In der WG machten wir das Beste aus dem nass-kalten Wetter und genossen Jeffs Schweinebraten mit ein paar Bier während wir das lokale Rugby Spiel der Rabbitohs verfolgten, die im benachbarten Stadion von den sintflutartigen Güssen heimgesucht wurden. Ein klassisch australischer Nachmittag würde ich sagen.
Am frühen Abend dann endlich Meldung von Manu, der nachts zuvor sein Handy verloren hatte. Wie bereits vermutet. Im strömenden Regen machte ich mich auf den Weg zu der Bar in Darling Harbour in der er früher gearbeitet hatte. Durchnässt und durchgefroren wurde ich herzlich begrüßt und nach ein paar Bierchen und allerlei Leckereien war das miese Wetter vergessen.
Ich beschloss noch zwei weitere Nächte in Sydney zu verbringen und wenn es gerade mal nicht regnete erkundete ich die kleinen Gassen um Surry Hills herum. Am Abend war ich schon wieder verabredet. Mit Ben, den ich am Ende meiner Tour von Adelaide nach Darwin im Hostel kennengelernt hatte und mit dem wir ein paar gute Tage in der verschlafenen Stadt im Norden verbrachten. Damals nahm er Jean-Marc, meinen britischen Reisekumpanen und mich mit in den Litchfield Nationalpark und wir besuchten ein paar Mal die Bindil Beach Markets in Darwin.

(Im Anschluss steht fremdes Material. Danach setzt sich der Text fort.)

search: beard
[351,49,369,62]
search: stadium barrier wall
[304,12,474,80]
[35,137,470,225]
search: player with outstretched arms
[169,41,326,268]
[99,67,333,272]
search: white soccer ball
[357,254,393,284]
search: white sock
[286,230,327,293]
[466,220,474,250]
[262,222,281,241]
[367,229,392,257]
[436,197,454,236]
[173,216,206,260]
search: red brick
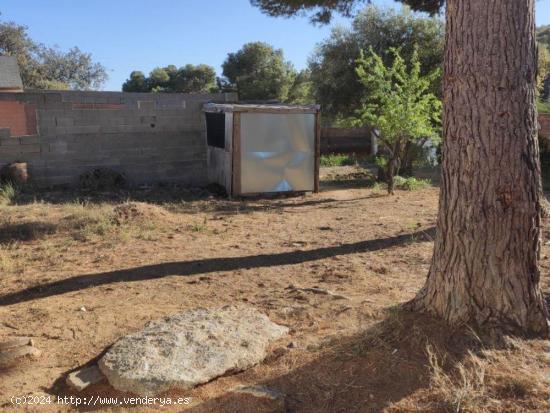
[0,101,37,136]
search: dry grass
[0,181,550,413]
[390,339,550,413]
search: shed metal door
[240,113,315,194]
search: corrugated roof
[0,56,23,89]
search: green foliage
[309,6,444,122]
[250,0,445,23]
[221,42,296,102]
[122,70,149,92]
[0,183,18,205]
[286,70,315,105]
[355,48,442,193]
[320,154,357,166]
[394,175,432,191]
[0,22,107,90]
[122,64,217,93]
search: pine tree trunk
[387,155,395,195]
[409,0,548,336]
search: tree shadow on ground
[188,309,481,413]
[48,308,481,413]
[0,221,57,244]
[0,227,435,306]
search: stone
[231,386,285,401]
[67,364,105,391]
[231,386,287,413]
[99,306,289,396]
[0,345,42,368]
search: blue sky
[0,0,550,90]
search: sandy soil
[0,173,550,412]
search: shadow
[211,194,385,215]
[185,310,481,413]
[0,227,435,306]
[0,221,57,244]
[44,307,480,413]
[15,184,221,205]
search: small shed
[203,103,321,196]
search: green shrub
[0,183,17,205]
[537,100,550,113]
[321,154,357,166]
[393,175,431,191]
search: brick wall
[0,101,36,136]
[0,91,235,186]
[539,113,550,139]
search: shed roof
[0,56,23,89]
[203,103,321,113]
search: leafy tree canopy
[355,48,442,193]
[222,42,296,101]
[0,18,107,90]
[250,0,445,23]
[122,64,218,93]
[309,6,445,121]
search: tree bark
[409,0,548,336]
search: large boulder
[99,306,288,396]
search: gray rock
[99,306,288,396]
[67,364,105,391]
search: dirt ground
[0,171,550,412]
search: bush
[393,175,432,191]
[321,154,357,166]
[0,183,17,205]
[79,168,126,191]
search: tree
[222,42,295,101]
[286,69,315,105]
[537,43,550,101]
[122,64,218,93]
[537,25,550,101]
[253,0,548,336]
[309,6,444,123]
[356,48,441,195]
[122,70,149,92]
[537,24,550,47]
[0,22,107,90]
[175,64,217,93]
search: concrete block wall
[0,91,236,186]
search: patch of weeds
[320,154,357,167]
[426,345,488,413]
[0,243,24,274]
[393,175,432,191]
[0,183,19,205]
[189,216,208,232]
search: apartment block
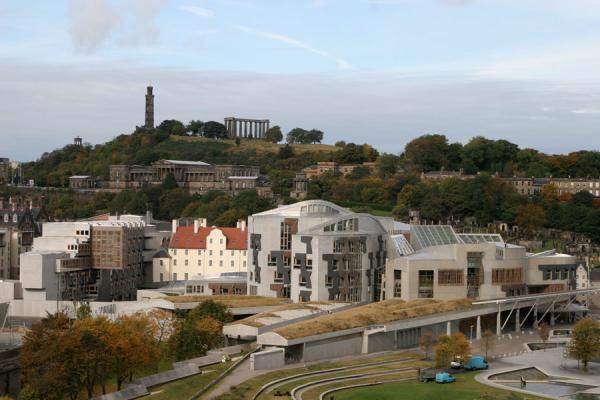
[248,200,394,302]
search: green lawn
[143,362,231,400]
[327,372,541,400]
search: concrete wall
[367,332,396,353]
[303,333,362,362]
[250,347,285,371]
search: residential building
[0,197,49,279]
[0,158,11,185]
[505,177,600,197]
[248,200,394,302]
[69,175,96,189]
[302,161,377,179]
[152,218,248,283]
[20,215,170,301]
[108,160,272,197]
[385,225,577,300]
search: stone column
[496,311,502,336]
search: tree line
[20,300,232,400]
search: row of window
[170,249,246,257]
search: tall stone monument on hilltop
[144,86,154,129]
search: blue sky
[0,0,600,160]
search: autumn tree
[169,300,233,360]
[109,313,160,390]
[568,317,600,372]
[419,331,433,360]
[480,329,496,359]
[20,313,85,400]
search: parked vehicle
[463,356,490,371]
[435,372,456,383]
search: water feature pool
[500,382,600,400]
[527,342,566,351]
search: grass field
[332,372,541,400]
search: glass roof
[457,233,504,244]
[391,234,415,256]
[411,225,460,250]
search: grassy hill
[24,130,340,187]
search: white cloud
[179,6,215,18]
[235,25,354,70]
[69,0,119,53]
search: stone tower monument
[144,86,154,129]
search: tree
[480,329,496,359]
[169,300,233,360]
[538,322,550,350]
[265,125,283,143]
[156,119,186,135]
[286,128,308,144]
[419,331,433,360]
[202,121,227,139]
[515,204,546,235]
[20,313,85,400]
[435,332,471,368]
[148,308,175,344]
[567,317,600,372]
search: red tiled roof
[169,226,248,250]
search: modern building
[20,215,170,301]
[152,218,248,284]
[248,200,394,302]
[385,225,577,300]
[0,198,50,279]
[108,160,272,197]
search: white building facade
[248,200,394,302]
[152,218,248,283]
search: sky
[0,0,600,161]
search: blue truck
[463,356,490,371]
[435,372,456,383]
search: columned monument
[144,86,154,129]
[225,117,270,139]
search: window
[418,270,433,298]
[394,269,402,297]
[438,269,464,286]
[279,222,292,250]
[492,268,523,284]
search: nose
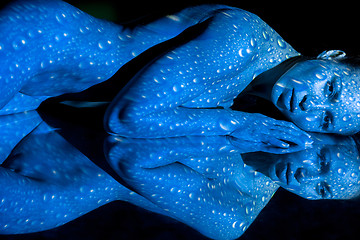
[299,95,328,112]
[294,167,320,184]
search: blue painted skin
[0,118,360,239]
[0,0,357,151]
[0,120,172,234]
[107,133,360,239]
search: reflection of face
[268,134,360,199]
[271,60,360,134]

Am finalen Ruhetag half mir Jeff meine weitere Route entlang der Küste zu planen, die er selbst schon mehrmals gefahren ist. Ich entspannte nochmal so richtig und schlenderte ausgiebig durch die sonnigen Gassen Sydneys. Immer wieder beeindruckend die Harbour Bridge und das Opera House zu sehen. Während ich von den Touristen-Attraktionen durch das Bankenviertel zurückschlenderte, hatte ich ein breites Grinsen im Gesicht. Ich war so glücklich und froh nicht in einem der Anzüge um mich herum zu stecken, sondern die Freiheit zu haben auf mein Fahrrad zu steigen und dahin zu fahren wo es mir beliebte. Auf Wiedersehen Sydney!